Cell Line Generation

HT1080-FAP-mcherry cell line was generated using a lentiviral vector expressing the FAP-mcherry sequence.

Characterization

Figure 1: Characterization of FAP overexpression in the HT1080-FAP-mcherry stable clone using FACS.

Figure 2: Characterization of mcherry overexpression in the HT1080-FAP-mcherry stable clone using FACS.
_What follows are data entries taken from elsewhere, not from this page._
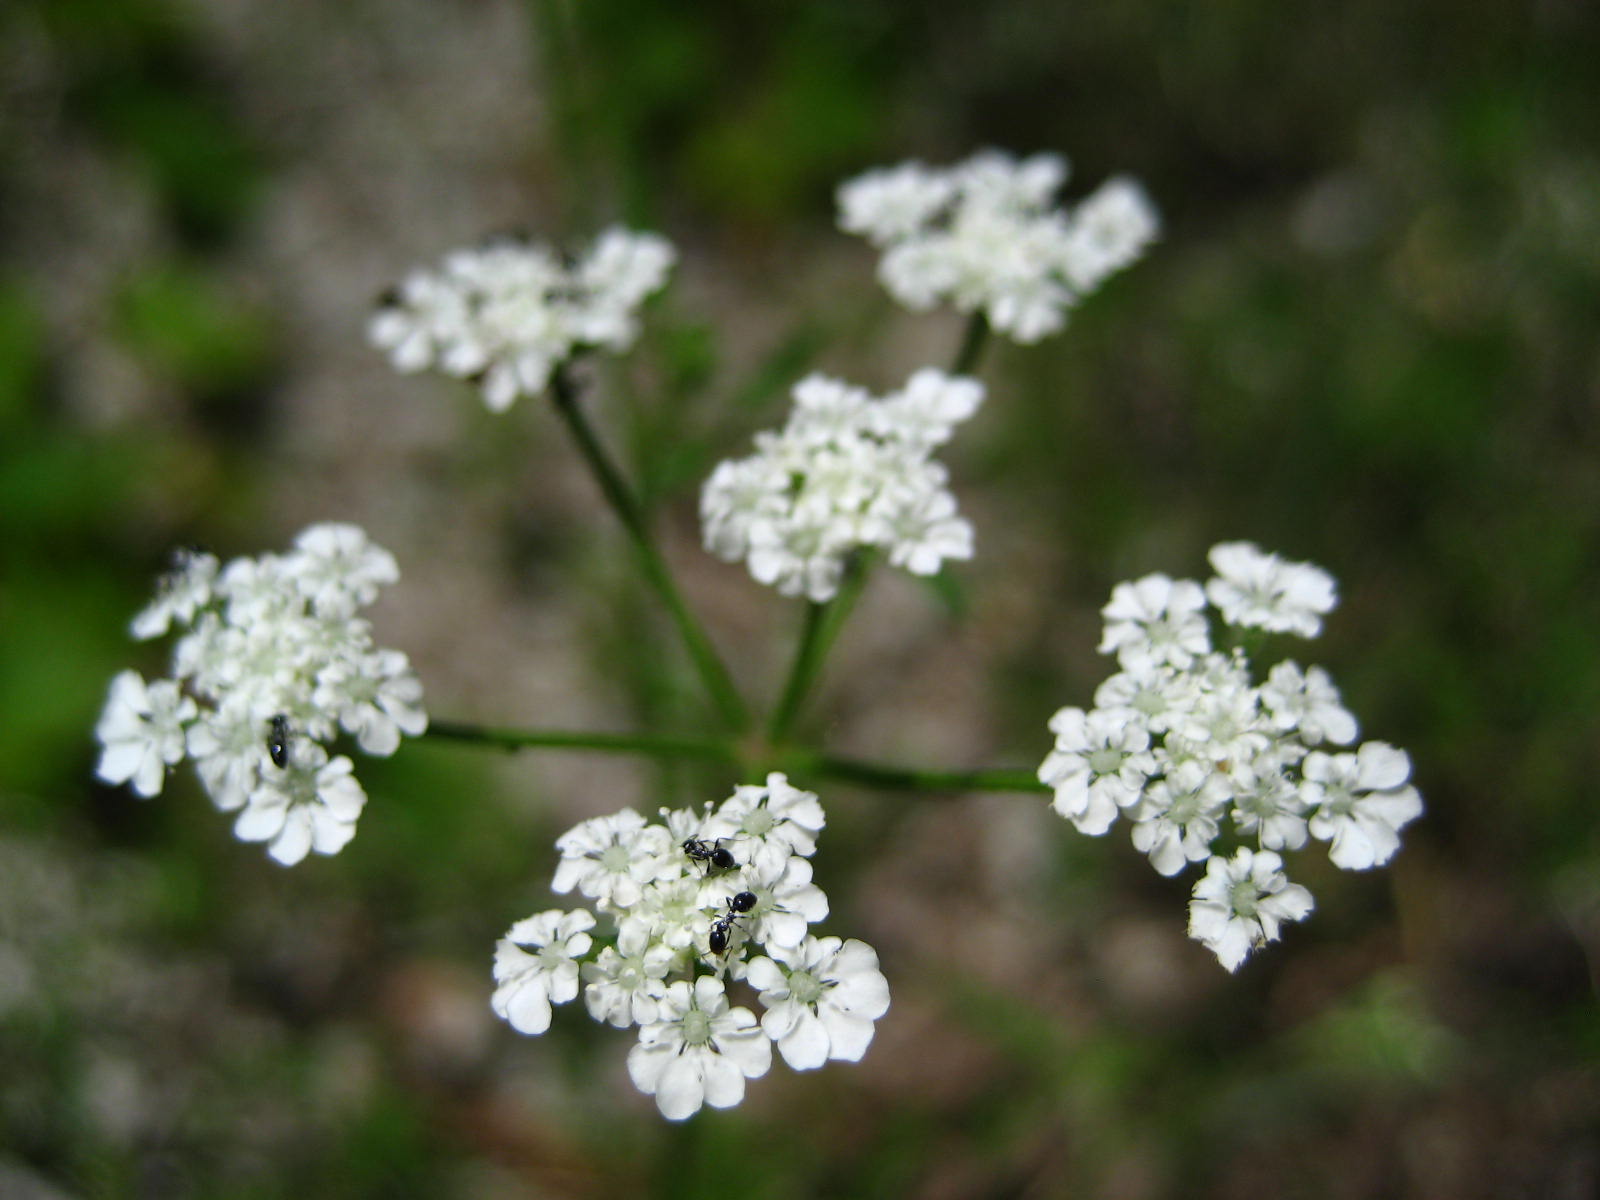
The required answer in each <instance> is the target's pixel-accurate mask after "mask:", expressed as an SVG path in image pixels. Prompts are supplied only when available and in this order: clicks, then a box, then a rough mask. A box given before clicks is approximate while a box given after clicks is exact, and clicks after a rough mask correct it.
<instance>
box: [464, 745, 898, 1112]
mask: <svg viewBox="0 0 1600 1200" xmlns="http://www.w3.org/2000/svg"><path fill="white" fill-rule="evenodd" d="M822 824H824V816H822V805H821V803H819V802H818V798H816V795H813V794H811V792H802V790H798V789H795V787H792V786H790V784H789V781H787V779H786V778H784V776H782V774H776V773H774V774H770V776H768V778H766V782H765V784H763V786H741V787H736V789H734V792H733V795H731V797H728V798H726V800H725V802H722V803H720V805H717V806H715V808H712V806H710V805H707V806H706V808H704V810H702V811H694V810H672V811H669V810H662V811H661V821H659V822H650V821H645V818H643V816H640V814H638V813H635V811H634V810H632V808H624V810H622V811H621V813H614V814H611V816H600V818H594V819H590V821H584V822H582V824H579V826H576V827H573V829H571V830H568V832H566V834H563V835H562V837H560V838H557V842H555V848H557V850H558V851H560V854H562V861H560V866H558V867H557V870H555V878H554V880H552V888H554V890H555V891H558V893H570V891H573V890H576V891H578V893H579V894H582V896H586V898H587V899H590V901H592V902H594V912H590V910H589V909H573V910H570V912H563V910H560V909H550V910H549V912H541V914H536V915H533V917H528V918H525V920H520V922H517V923H515V925H512V926H510V930H509V931H507V934H506V936H504V938H502V939H501V941H499V944H498V946H496V949H494V982H496V984H498V986H496V990H494V997H493V1002H491V1003H493V1008H494V1011H496V1013H498V1014H499V1016H501V1018H504V1019H506V1021H509V1022H510V1024H512V1027H514V1029H517V1030H518V1032H522V1034H542V1032H544V1030H546V1029H549V1027H550V1006H552V1005H560V1003H566V1002H570V1000H574V998H578V994H579V990H581V992H582V997H584V1005H586V1006H587V1010H589V1016H592V1018H594V1019H595V1021H598V1022H602V1024H610V1026H616V1027H618V1029H627V1027H630V1026H637V1027H638V1042H637V1045H635V1046H634V1048H632V1051H629V1056H627V1070H629V1077H630V1078H632V1080H634V1085H635V1086H637V1088H638V1090H640V1091H642V1093H645V1094H646V1096H654V1099H656V1107H659V1109H661V1114H662V1115H664V1117H667V1118H670V1120H683V1118H686V1117H690V1115H693V1114H694V1112H698V1110H699V1109H701V1106H702V1104H710V1106H712V1107H717V1109H726V1107H731V1106H734V1104H738V1102H739V1101H741V1099H744V1082H746V1080H747V1078H760V1077H762V1075H765V1074H766V1070H768V1069H770V1067H771V1061H773V1045H774V1043H776V1046H778V1053H779V1054H781V1056H782V1058H784V1061H786V1062H787V1064H789V1066H790V1067H794V1069H795V1070H810V1069H813V1067H821V1066H822V1064H824V1062H827V1061H829V1059H842V1061H846V1062H854V1061H858V1059H861V1056H862V1054H864V1053H866V1050H867V1045H869V1043H870V1042H872V1032H874V1022H875V1021H877V1019H878V1018H880V1016H883V1013H886V1011H888V1006H890V992H888V982H886V981H885V978H883V974H882V973H880V971H878V957H877V954H875V952H874V949H872V947H870V946H867V944H866V942H861V941H854V939H850V941H840V939H838V938H816V936H813V933H811V931H810V926H811V925H813V923H816V922H819V920H822V918H824V917H827V896H824V894H822V890H821V888H819V886H816V883H813V882H811V862H810V856H811V853H813V851H814V850H816V837H818V832H819V830H821V829H822ZM597 912H598V914H600V917H602V918H605V925H603V926H602V928H603V942H605V944H603V946H602V944H600V942H598V941H597V939H595V936H594V933H592V930H595V928H597V917H595V914H597ZM741 981H742V984H744V986H746V987H747V989H749V990H754V992H755V994H757V998H758V1000H760V1005H762V1010H763V1011H762V1018H760V1019H757V1018H755V1014H754V1013H752V1011H750V1010H749V1008H744V1006H734V1005H733V1000H731V998H730V995H728V986H730V984H731V982H741Z"/></svg>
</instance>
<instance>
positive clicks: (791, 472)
mask: <svg viewBox="0 0 1600 1200" xmlns="http://www.w3.org/2000/svg"><path fill="white" fill-rule="evenodd" d="M981 400H982V386H981V384H979V382H978V381H976V379H963V378H957V376H947V374H944V373H942V371H934V370H922V371H917V373H915V374H914V376H912V378H910V379H909V381H907V384H906V387H904V389H902V390H901V392H896V394H891V395H886V397H883V398H882V400H875V398H874V397H872V395H869V394H867V392H866V390H862V389H859V387H851V386H850V384H845V382H843V381H838V379H829V378H827V376H821V374H811V376H806V378H805V379H802V381H800V382H798V384H795V387H794V402H795V403H794V410H792V411H790V414H789V421H787V424H786V426H784V427H782V429H781V430H778V432H765V434H757V437H755V446H757V453H755V454H752V456H750V458H746V459H738V461H730V462H722V464H718V466H717V469H715V470H712V475H710V478H709V480H707V482H706V486H704V490H702V491H701V522H702V526H704V541H706V549H707V550H710V552H712V554H715V555H718V557H720V558H725V560H728V562H738V560H739V558H742V560H746V566H747V568H749V571H750V574H752V576H754V578H755V579H757V581H758V582H763V584H770V586H774V587H776V589H778V590H779V592H781V594H784V595H805V597H806V598H810V600H814V602H819V603H821V602H824V600H829V598H832V597H834V595H835V594H837V590H838V581H840V578H842V576H843V570H845V560H846V557H848V555H850V554H851V552H854V550H858V549H864V547H878V549H883V550H886V552H888V558H890V562H891V563H893V565H894V566H904V568H906V570H909V571H912V573H914V574H934V573H938V571H939V568H941V566H942V565H944V563H946V562H947V560H950V558H970V557H971V554H973V530H971V525H968V523H966V522H965V520H963V518H962V517H960V515H958V512H957V504H955V498H954V496H952V494H950V491H949V488H947V486H946V485H947V475H946V470H944V467H942V466H939V464H938V462H934V461H931V459H930V453H931V451H933V450H934V448H936V446H938V445H941V443H942V442H946V440H947V438H949V437H950V434H952V432H954V427H955V424H957V422H960V421H965V419H966V418H970V416H971V414H973V413H974V411H976V408H978V405H979V403H981Z"/></svg>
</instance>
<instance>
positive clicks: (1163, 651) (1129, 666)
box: [1099, 573, 1211, 670]
mask: <svg viewBox="0 0 1600 1200" xmlns="http://www.w3.org/2000/svg"><path fill="white" fill-rule="evenodd" d="M1203 610H1205V592H1203V590H1200V584H1197V582H1194V581H1190V579H1176V581H1174V579H1170V578H1168V576H1165V574H1160V573H1157V574H1147V576H1144V578H1142V579H1134V581H1133V582H1128V584H1117V586H1115V587H1114V589H1112V592H1110V603H1107V605H1106V606H1104V608H1102V610H1101V616H1104V618H1106V632H1104V637H1101V645H1099V653H1101V654H1110V653H1115V654H1117V661H1118V662H1120V664H1122V666H1123V667H1126V669H1130V670H1133V669H1142V667H1152V666H1173V667H1179V669H1182V667H1187V666H1189V664H1190V662H1194V661H1195V658H1198V656H1200V654H1205V653H1208V651H1210V650H1211V637H1210V634H1208V632H1206V624H1205V616H1203Z"/></svg>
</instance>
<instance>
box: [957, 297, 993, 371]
mask: <svg viewBox="0 0 1600 1200" xmlns="http://www.w3.org/2000/svg"><path fill="white" fill-rule="evenodd" d="M987 344H989V318H987V317H984V314H982V312H974V314H973V315H971V318H970V320H968V322H966V333H965V334H963V336H962V349H960V350H957V352H955V362H954V363H952V365H950V374H976V371H978V360H979V358H981V357H982V352H984V347H986V346H987Z"/></svg>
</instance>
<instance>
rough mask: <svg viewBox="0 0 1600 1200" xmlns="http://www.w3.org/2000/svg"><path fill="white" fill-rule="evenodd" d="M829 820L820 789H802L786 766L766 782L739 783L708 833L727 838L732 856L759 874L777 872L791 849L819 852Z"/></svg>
mask: <svg viewBox="0 0 1600 1200" xmlns="http://www.w3.org/2000/svg"><path fill="white" fill-rule="evenodd" d="M826 824H827V816H826V814H824V811H822V802H821V800H818V797H816V792H803V790H800V789H798V787H794V786H792V784H790V782H789V776H786V774H784V773H782V771H773V773H771V774H768V776H766V782H765V784H739V786H738V787H734V789H733V795H730V797H728V798H726V800H723V802H722V805H720V806H718V808H717V811H715V813H712V814H710V816H709V818H707V819H706V824H704V829H706V832H704V837H707V838H722V840H725V842H728V848H730V850H731V853H733V856H734V858H736V859H738V861H739V862H741V864H746V866H749V867H752V869H754V870H757V872H758V874H763V875H770V877H778V875H779V874H782V870H784V866H786V864H787V861H789V856H790V854H800V856H802V858H808V856H811V854H814V853H816V838H818V834H821V832H822V826H826Z"/></svg>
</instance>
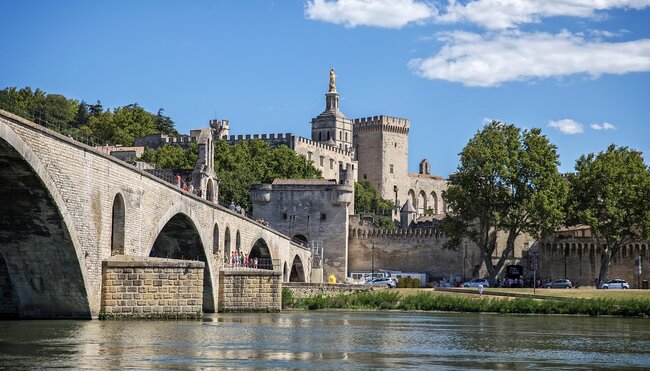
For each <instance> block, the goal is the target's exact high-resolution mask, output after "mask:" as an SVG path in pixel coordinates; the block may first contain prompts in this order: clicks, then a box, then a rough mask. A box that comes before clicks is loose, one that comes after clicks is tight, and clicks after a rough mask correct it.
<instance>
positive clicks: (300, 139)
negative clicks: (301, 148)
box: [296, 137, 354, 156]
mask: <svg viewBox="0 0 650 371" xmlns="http://www.w3.org/2000/svg"><path fill="white" fill-rule="evenodd" d="M296 139H297V140H298V142H300V143H304V144H307V145H309V146H312V147H316V148H321V149H324V150H327V151H332V152H335V153H338V154H341V155H344V156H353V155H354V153H353V152H352V151H351V150H347V151H346V150H344V149H340V148H338V147H333V146H330V145H327V144H323V143H320V142H315V141H313V140H311V139H307V138H304V137H296Z"/></svg>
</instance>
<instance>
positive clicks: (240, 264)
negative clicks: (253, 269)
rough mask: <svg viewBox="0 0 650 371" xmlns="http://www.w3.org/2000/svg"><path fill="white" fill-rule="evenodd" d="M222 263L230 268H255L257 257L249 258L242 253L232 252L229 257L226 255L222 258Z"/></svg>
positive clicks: (256, 267) (237, 252)
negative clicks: (222, 258) (243, 267)
mask: <svg viewBox="0 0 650 371" xmlns="http://www.w3.org/2000/svg"><path fill="white" fill-rule="evenodd" d="M223 263H224V264H225V265H226V266H228V265H229V266H230V267H248V268H257V265H258V263H259V261H258V259H257V257H254V258H250V257H249V256H248V254H244V253H243V252H242V251H233V252H231V253H230V256H228V255H227V254H226V256H224V261H223Z"/></svg>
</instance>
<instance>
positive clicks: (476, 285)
mask: <svg viewBox="0 0 650 371" xmlns="http://www.w3.org/2000/svg"><path fill="white" fill-rule="evenodd" d="M479 285H482V286H483V287H490V282H489V281H488V280H486V279H485V278H475V279H473V280H471V281H467V282H463V284H462V285H461V286H463V287H478V286H479Z"/></svg>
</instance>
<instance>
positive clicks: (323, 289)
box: [284, 282, 373, 299]
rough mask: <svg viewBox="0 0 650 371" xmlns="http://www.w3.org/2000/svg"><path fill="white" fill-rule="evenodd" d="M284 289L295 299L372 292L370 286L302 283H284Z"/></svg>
mask: <svg viewBox="0 0 650 371" xmlns="http://www.w3.org/2000/svg"><path fill="white" fill-rule="evenodd" d="M284 287H285V288H287V289H289V291H291V293H292V294H293V297H294V298H296V299H299V298H305V297H309V296H316V295H325V296H333V295H338V294H353V293H357V292H362V291H372V289H373V288H372V286H370V285H348V284H339V283H337V284H329V283H303V282H285V283H284Z"/></svg>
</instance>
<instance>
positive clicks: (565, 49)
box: [409, 31, 650, 87]
mask: <svg viewBox="0 0 650 371" xmlns="http://www.w3.org/2000/svg"><path fill="white" fill-rule="evenodd" d="M439 40H440V41H442V42H443V43H444V44H445V45H444V46H443V47H442V48H441V50H440V51H439V52H438V54H436V55H434V56H432V57H429V58H418V59H412V60H411V61H410V62H409V66H410V67H411V68H412V69H413V70H414V71H415V72H416V73H417V74H418V75H420V76H422V77H425V78H428V79H439V80H447V81H454V82H460V83H462V84H464V85H467V86H485V87H487V86H498V85H500V84H502V83H504V82H507V81H522V80H531V79H543V78H548V77H560V76H568V75H573V74H588V75H590V76H592V77H598V76H600V75H602V74H619V75H620V74H625V73H628V72H644V71H650V39H641V40H634V41H628V42H619V43H612V42H603V41H600V40H596V41H590V40H586V39H585V38H583V37H582V36H578V35H575V34H571V33H569V32H566V31H563V32H561V33H559V34H549V33H524V32H519V31H507V32H500V33H498V34H492V35H479V34H475V33H469V32H462V31H455V32H450V33H444V34H440V35H439Z"/></svg>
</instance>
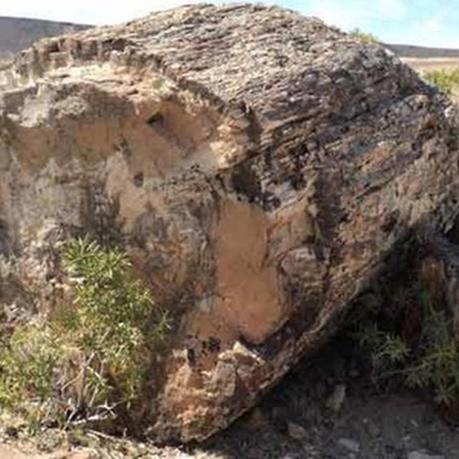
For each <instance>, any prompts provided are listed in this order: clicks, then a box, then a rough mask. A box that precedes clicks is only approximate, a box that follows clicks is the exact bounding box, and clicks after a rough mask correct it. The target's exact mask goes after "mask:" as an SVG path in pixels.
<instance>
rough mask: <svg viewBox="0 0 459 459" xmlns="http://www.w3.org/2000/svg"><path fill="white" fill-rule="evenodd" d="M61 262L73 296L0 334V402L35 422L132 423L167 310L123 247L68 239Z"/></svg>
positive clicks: (63, 253) (163, 335)
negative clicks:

Figure 3: Characterization of FAP mcherry in the HT1080-FAP-mcherry stable clone using PCR sequencing.

Cell Resuscitation

Pre-warm complete culture medium (basal medium and 10% FBS) in a 37°C water bath.
Rapidly thaw the cryovial in a 37°C water bath for 1-2 minutes with gentle agitation.
Transfer the vial to a biosafety cabinet, and disinfect the exterior with 70% ethanol.
Aseptically transfer the cell suspension dropwise into a sterile centrifuge tube containing 9.0 mL of pre-warmed complete medium.
Centrifuge at approximately 125 × g for 5–7 minutes at room temperature, carefully aspirate the supernatant without disturbing the cell pellet.
Gently resuspend the pellet in an appropriate volume of complete medium and transfer the suspension into a T25 flask.
Incubate the flask in a 37°C in a humidified 5% CO₂ incubator.
Assess cell viability and morphology after 24 hours. If cells appear healthy, replace the medium with fresh medium supplemented with the appropriate selective antibiotic.
Subculture the cells at a ratio of 1:4-1:8 every 2-3 days upon reaching 80%–90% confluency.

Cell Freezing

Prepare the freezing medium (70% basal medium, 20% FBS and 10% DMSO) freshly before use.
Pre-chill the freezing medium on ice and label the cryovials accordingly.
Transfer the cell suspension to a sterile conical tube and perform a cell count to determine total viability and density.
Centrifuge the cells at 250×g for 5 minutes at room temperature; carefully aspirate the supernatant.
Gently resuspend the cell pellet in chilled freezing medium, ensuring a minimum cell density of 3×10⁶ cells/mL.
Aliquot 1 mL of the cell suspension into each pre-labeled cryovial.
Place the cryovials into a CoolCell® container and store at -80°C overnight for controlled-rate cooling.
Transfer the cryovials to the liquid nitrogen for long-term storage the following day.

References

1.Puré E, Blomberg R (August 2018). Pro-tumorigenic roles of fibroblast activation protein in cancer: back to the basics. Oncogene. 37 (32): 4343–4357.
2. Xin L, Gao J, Zheng Z, Chen Y, Lv S, Zhao Z, Yu C, Yang X, Zhang R. Fibroblast Activation Protein-α as a Target in the Bench-to-Bedside Diagnosis and Treatment of Tumors: A Narrative Review. Front Oncol. 2021 Aug 19;11:648187.
3. Busek P, Mateu R, Zubal M, Kotackova L, Sedo A (June 2018). Targeting fibroblast activation protein in cancer - Prospects and caveats. Frontiers in Bioscience. 23: 1933–1968.
4. Niedermeyer J, Garin-Chesa P, Kriz M, Hilberg F, Mueller E, Bamberger U, Rettig WJ, Schnapp A (April 2001). Expression of the fibroblast activation protein during mouse embryo development. The International Journal of Developmental Biology. 45 (2): 445–7. PMID 11330865.

Use License Agreement

Research Use Only.

Not for use in diagnostic procedures or therapeutic applications.

Redistribution of the cell line or its derivatives is prohibited without prior written permission from Kyinno Biotechnology.